Sucessivos governos executaram projetos que fizeram a educação brasileira avançar: Merenda Escolar (1955), Emenda Calmon (1983), Livro Didático (1985), Fundef (1996), PNE-I (2001), Fundeb (2007), Piso Salarial Nacional do Professor (2008), vaga a partir dos 6 anos (2010), PNE-II (2011), vaga a partir dos 4 anos (2013), vaga até os 17 anos (2016), reforma do ensino médio (2017), Base Nacional Comum Curricular (2020). Apesar disso, o Brasil continua entre os países com a pior e mais desigual educação. A ponto de ser necessário um Pacto Nacional pela Alfabetização na Idade Certa (2023), o que prova o fracasso de décadas.
Enquanto o mundo e as classes abastadas brasileiras já alfabetizam seus filhos aos 5 anos, ao mesmo tempo que iniciam estudos de idioma estrangeiro, estamos nos vangloriando da simples promessa de alfabetizar aos 8, em português. Não nos propomos a que todos terminem o ensino médio alfabetizados plenamente para a contemporaneidade: falar e escrever bem o idioma português; ser fluente em pelo menos mais um idioma; conhecer os fundamentos da matemática, ciências, geografia, história, artes; debater com competência os temas de economia, política, antropologia, sociologia, filosofia; saber usar as ferramentas digitais; dispor de pelo menos um ofício que permita emprego e renda; adquirir solidariedade com os brasileiros e com a humanidade; respeitar a natureza; querer participar da construção de um mundo melhor e mais belo, com desenvolvimento sustentável; ser capaz de continuar sua educação ao longo da vida; estar apto a disputar vaga em curso superior de qualidade, se desejar.
“Estamos nos vangloriando agora da simples promessa de alfabetizar alunos aos 8 anos de idade”
À falta de ambiciosa meta de educação com a máxima qualidade para todos, soma-se a ausência de uma estrutura com os instrumentos políticos e administrativos necessários para executar os projetos.
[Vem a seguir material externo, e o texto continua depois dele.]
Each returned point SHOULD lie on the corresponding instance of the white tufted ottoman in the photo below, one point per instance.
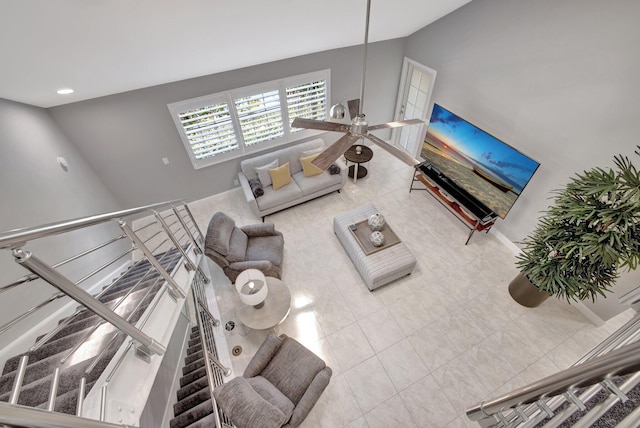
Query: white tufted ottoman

Não há como promover a educação com qualidade e equidade sem um Sistema Federal Único Público de Educação de Base, mas as escolas dependem da vontade e dos recursos dos municípios, pobres e desiguais entre eles. A adoção dos sistemas municipais pelo governo federal requer estratégia de algumas décadas a um custo dentro das disponibilidades fiscais, no prazo de 20 a 30 anos.
Três características da sociedade dificultam essa estratégia: primeiro, educação de máxima qualidade não é um objeto de desejo político nem uma prioridade maior do eleitor brasileiro; segundo, a igualdade como ela deve ser oferecida não faz parte do caráter nacional; terceiro, o imediatismo impede que os governos a programem para futuro posterior aos seus mandatos.
Nessas condições, o ministro da Educação não tem como se comprometer com estratégia para realizar o propósito ambicioso de colocar a educação de base entre as melhores do mundo, assegurando acesso a todos, independente da renda ou do endereço. Falta-lhe também ousadia para propor a construção de um sistema público nacional único, que permita plena alfabetização para a contemporaneidade a todos os brasileiros. Por tudo isso, sua missão se esgota com a proposta de buscar diálogo com os prefeitos, para um pacto que assegure alfabetização em português até os 8 anos de idade.